Financial institutions of all types and sizes are all told to “improve written policies and procedures” by every auditor, compliance officer, regulator and critic at any chance they get. This is especially true when talking about loan and compliance policies. But when is it too much? When are policies/procedures too long and covering too many topics? How can we independently assess our auditor’s advice to increase the size of our policies/procedures?
In my opinion, the single biggest problem with loan and compliance policies/procedures is that institutions allow policies and procedures to blend together. A policy should be a high-level statement on what the organization expects employees to do. A procedure is a more detailed description of how employees will accomplish policy goals. Procedures can be less formal and are more easily changed. Too many policies are crippled by the inclusion of too many procedural elements that impossibly lengthen and complicate the key policy statements. Directors are not book editors – or even always subject matter experts – how can they be expected to review changes to a 250-page loan policy? For that matter, how is an executive expected to make revisions to that policy? Any small change might have hundreds of conflicts scattered across the rest of the policy.
A good cleanup project is to read through your policies and cut out procedures. Don’t throw them away, just copy them into a separate document for procedures.
When considering a new policy, ask yourself:
Do we need to include this in a written policy or procedure at all?
If so, should it really be in a formal policy? Or could it be included instead in easier-to-modify procedures?
If we do use a formal policy, do we also need to address this is procedures?
In any situation, how lengthy should any policy or procedures be?
An important starting point is to understand that the potential number of policy topics is unlimited and you cannot possibly cover everything. There’s a law that requires us to protect whistleblowers – do we need a policy on that? Maybe. But there’s also a law against murder – is our compliance policy sub-par because we haven’t addressed homicide against customers? So how do we identify those that actually need to be included?
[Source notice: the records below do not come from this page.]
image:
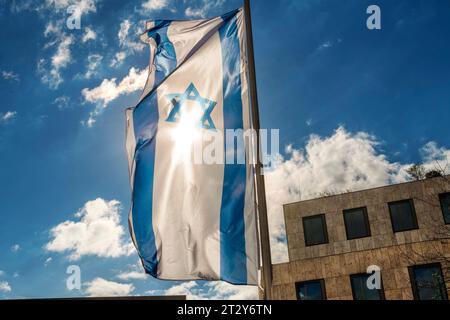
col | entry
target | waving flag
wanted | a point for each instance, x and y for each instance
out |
(188, 220)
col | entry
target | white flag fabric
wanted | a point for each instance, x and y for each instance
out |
(192, 220)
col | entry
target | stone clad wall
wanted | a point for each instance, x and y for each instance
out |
(394, 253)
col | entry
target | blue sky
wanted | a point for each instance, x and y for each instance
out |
(330, 85)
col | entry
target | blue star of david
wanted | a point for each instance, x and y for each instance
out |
(191, 94)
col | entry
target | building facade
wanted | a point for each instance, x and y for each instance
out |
(400, 232)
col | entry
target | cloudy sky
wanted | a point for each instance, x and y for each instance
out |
(354, 108)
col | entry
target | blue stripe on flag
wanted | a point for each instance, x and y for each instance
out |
(145, 117)
(233, 259)
(165, 56)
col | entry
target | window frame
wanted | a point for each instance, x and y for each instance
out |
(413, 211)
(324, 229)
(381, 291)
(413, 282)
(366, 221)
(322, 287)
(441, 196)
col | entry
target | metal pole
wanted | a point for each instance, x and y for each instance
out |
(260, 187)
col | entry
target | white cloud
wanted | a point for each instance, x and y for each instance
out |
(124, 39)
(203, 8)
(53, 28)
(7, 116)
(62, 102)
(118, 59)
(109, 90)
(132, 275)
(341, 162)
(83, 6)
(88, 35)
(93, 63)
(5, 287)
(97, 232)
(212, 291)
(47, 261)
(10, 75)
(100, 287)
(194, 13)
(154, 5)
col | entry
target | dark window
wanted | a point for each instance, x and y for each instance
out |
(403, 215)
(356, 223)
(445, 205)
(311, 290)
(315, 229)
(427, 282)
(361, 291)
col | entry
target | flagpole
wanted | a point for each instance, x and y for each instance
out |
(260, 186)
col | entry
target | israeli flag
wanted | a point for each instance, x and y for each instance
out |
(193, 221)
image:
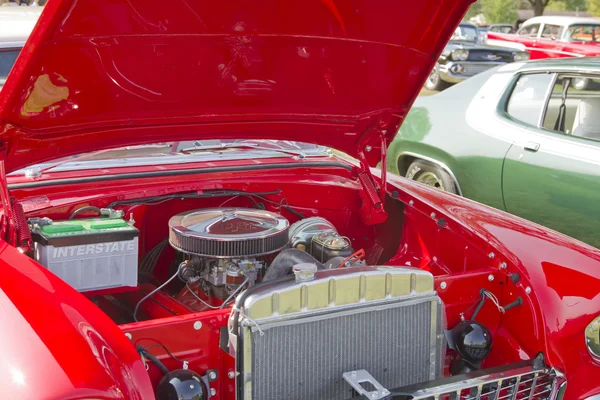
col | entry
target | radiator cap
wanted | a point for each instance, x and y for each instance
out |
(305, 272)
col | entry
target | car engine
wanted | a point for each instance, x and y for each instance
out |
(291, 309)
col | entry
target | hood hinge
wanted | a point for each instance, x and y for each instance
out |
(7, 222)
(372, 210)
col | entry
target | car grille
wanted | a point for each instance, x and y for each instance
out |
(489, 56)
(475, 68)
(519, 381)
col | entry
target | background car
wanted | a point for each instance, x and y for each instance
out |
(501, 28)
(553, 37)
(149, 254)
(466, 55)
(524, 138)
(16, 24)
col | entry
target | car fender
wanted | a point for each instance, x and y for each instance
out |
(404, 158)
(559, 279)
(56, 344)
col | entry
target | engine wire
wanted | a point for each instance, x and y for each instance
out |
(137, 306)
(231, 296)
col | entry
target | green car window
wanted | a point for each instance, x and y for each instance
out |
(552, 31)
(528, 98)
(581, 107)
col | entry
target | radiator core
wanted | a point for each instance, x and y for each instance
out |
(301, 352)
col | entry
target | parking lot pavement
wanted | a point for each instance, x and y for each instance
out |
(426, 92)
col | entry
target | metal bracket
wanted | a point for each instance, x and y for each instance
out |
(358, 377)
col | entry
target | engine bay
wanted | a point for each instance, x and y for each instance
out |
(198, 279)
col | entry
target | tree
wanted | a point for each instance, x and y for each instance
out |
(594, 7)
(568, 5)
(538, 6)
(473, 11)
(499, 11)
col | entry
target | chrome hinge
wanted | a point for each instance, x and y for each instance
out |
(373, 196)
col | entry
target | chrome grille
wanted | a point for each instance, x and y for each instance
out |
(512, 382)
(307, 360)
(476, 68)
(295, 340)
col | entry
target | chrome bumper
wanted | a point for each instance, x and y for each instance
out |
(458, 71)
(520, 381)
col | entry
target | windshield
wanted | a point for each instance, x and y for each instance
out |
(584, 33)
(465, 33)
(177, 153)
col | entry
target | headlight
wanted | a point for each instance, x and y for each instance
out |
(460, 54)
(592, 338)
(521, 56)
(580, 83)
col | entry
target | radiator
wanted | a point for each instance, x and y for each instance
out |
(298, 339)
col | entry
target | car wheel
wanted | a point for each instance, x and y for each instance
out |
(431, 175)
(434, 80)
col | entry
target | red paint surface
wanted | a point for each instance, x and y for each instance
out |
(96, 75)
(323, 72)
(56, 344)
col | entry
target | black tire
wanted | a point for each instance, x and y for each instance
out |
(431, 175)
(434, 80)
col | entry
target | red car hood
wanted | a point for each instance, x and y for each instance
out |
(97, 74)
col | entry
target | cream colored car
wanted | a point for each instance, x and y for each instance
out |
(16, 23)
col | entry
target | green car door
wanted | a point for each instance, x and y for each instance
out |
(551, 172)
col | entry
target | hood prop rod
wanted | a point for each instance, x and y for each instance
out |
(373, 195)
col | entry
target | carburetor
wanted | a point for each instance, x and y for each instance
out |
(226, 247)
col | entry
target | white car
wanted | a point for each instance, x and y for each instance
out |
(16, 23)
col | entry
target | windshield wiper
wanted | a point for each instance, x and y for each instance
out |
(254, 146)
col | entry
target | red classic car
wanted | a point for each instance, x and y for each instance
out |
(551, 37)
(165, 235)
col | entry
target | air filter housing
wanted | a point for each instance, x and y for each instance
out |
(228, 232)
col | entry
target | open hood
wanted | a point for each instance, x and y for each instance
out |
(100, 74)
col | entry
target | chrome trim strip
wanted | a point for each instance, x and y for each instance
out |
(440, 164)
(478, 379)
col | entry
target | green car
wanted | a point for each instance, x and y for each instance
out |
(524, 138)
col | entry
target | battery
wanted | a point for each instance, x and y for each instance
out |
(89, 254)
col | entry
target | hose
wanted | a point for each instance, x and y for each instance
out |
(142, 351)
(82, 209)
(284, 262)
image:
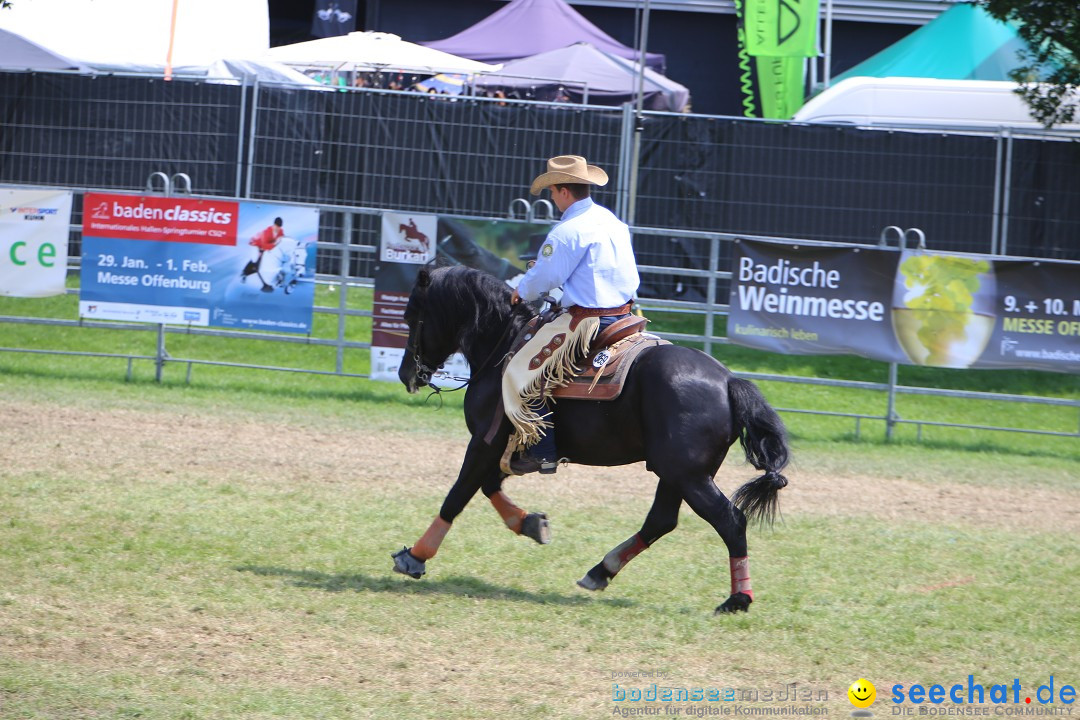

Similarly, any particular chosen topic could be an unlimited length. A Truth-in-Lending policy could be hundreds of pages. Obviously, it does not need to be. But is one page enough?
When we begin our analysis, I break this down into two categories: clear rules and general principles.
For the first, there are a few topics that a regulation will actually require to be included in a written policy. For example, Reg Z requires the mortgage loan officer compensation requirements to be encompassed in written policy. In some cases, the regulation will describe expectations for length and complexity. I have no advice for you here except to make sure your compliance officer is on top of these.
General Principles
This is where things get a little more interesting. For all other potential policy topics, general principles dictate whether they should be included in written policy or a procedure and, if so, how in depth such policy or procedure should be. What are these general principles?
The level of risk to customer and bank: The higher the risk, the more likely it needs to be in writing. For example, the Ability-to-Repay rule carries Truth-in-Lending penalties, is a new regulation, and applies to most residential mortgages the company will do. That’s high risk and a regulator would expect a written policy on this.
Volume (income earned): The more you earn from an activity, the greater the need for a written policy. For example, an institution without mortgage loan officers that instead relies on brokers and correspondent lenders would have a policy covering third-party origination channels. Conversely, an institution that relies solely on organic origination may not address third-party channels in its policy. In another example, a mortgage lender in Rhode Island is probably going to have more lengthy flood policies/procedures than a land-locked lender in an area with few flood zones in their assessment area.
Continuity of staff: There are Massachusetts-specific rules on record-keeping for mortgage licensing purposes. Should you include this in policy? Have key staff personnel been in place for 20 years, with no plans to retire? If so, maybe I’m not worried about including this right away.
History of compliance: Have past exams or audits identified a problem in a specific area? If so, that topic is more appropriate to include in policy than it would otherwise be. For example, a company that paid penalties related to fees charged by settlement agents may have a policy addressing how settlement agents are managed and monitored.
A good policy or procedure works “from the streets to the suites,” in that employees can depend on it for clear guidance (enabling independent action) and management can efficiently keep it up-to-date. It also must cover all the right topics. Hopefully you can use the framework from this article to assess whether yours passes this test.